Although repeating or using passwords exposes critical systems to multiple threats, most companies have not implemented measures for curbing the vice. Enforcing a password history policy prevents a user from using a password used previously. A password history policy prevents users from reusing a specified number of previous passwords. For example, a company can create a policy where employees can not repeat twenty previous passwords. The policy protects against password hacking since it requires users to create new passwords each time they want to change old passwords.
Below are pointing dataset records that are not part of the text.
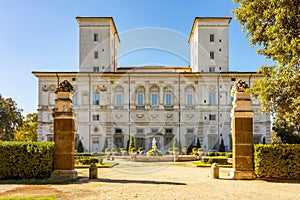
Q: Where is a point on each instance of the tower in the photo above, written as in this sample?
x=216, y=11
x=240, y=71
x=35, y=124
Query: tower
x=209, y=50
x=98, y=42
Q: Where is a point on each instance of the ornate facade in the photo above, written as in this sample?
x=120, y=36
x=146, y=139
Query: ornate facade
x=112, y=103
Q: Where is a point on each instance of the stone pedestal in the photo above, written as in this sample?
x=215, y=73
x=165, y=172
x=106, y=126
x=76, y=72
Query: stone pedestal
x=242, y=135
x=64, y=133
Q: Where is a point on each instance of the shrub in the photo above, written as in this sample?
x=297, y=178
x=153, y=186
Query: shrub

  1. Create a Password Audit Policy

Password policies enable a company to keep track of all recent password changes. The policy allows system admins to monitor password changes in a user account. Password audits are essential since they facilitate the identification of suspicious password habits. For example, accounts where passwords are changed a few times every day, could mean malicious intent. Moreover, a password audit policy assists in identifying account users not adhering to password change best practices. Identifying such users enables an organization to implement more robust password policies to maintain high-security levels.

  1. Secure End Devices

End devices, such as smartphones, are used to reset account passwords or for multi-factor authentication. Failing to secure the end devices allows anyone with access to use them to hack or manipulate passwords. Individual users should ensure end devices have sufficient security to safeguard password protection. Strong passwords, or alternative methods like biometrics, should be used to secure end devices that can enable changes or modifications of passwords used to protect confidential accounts.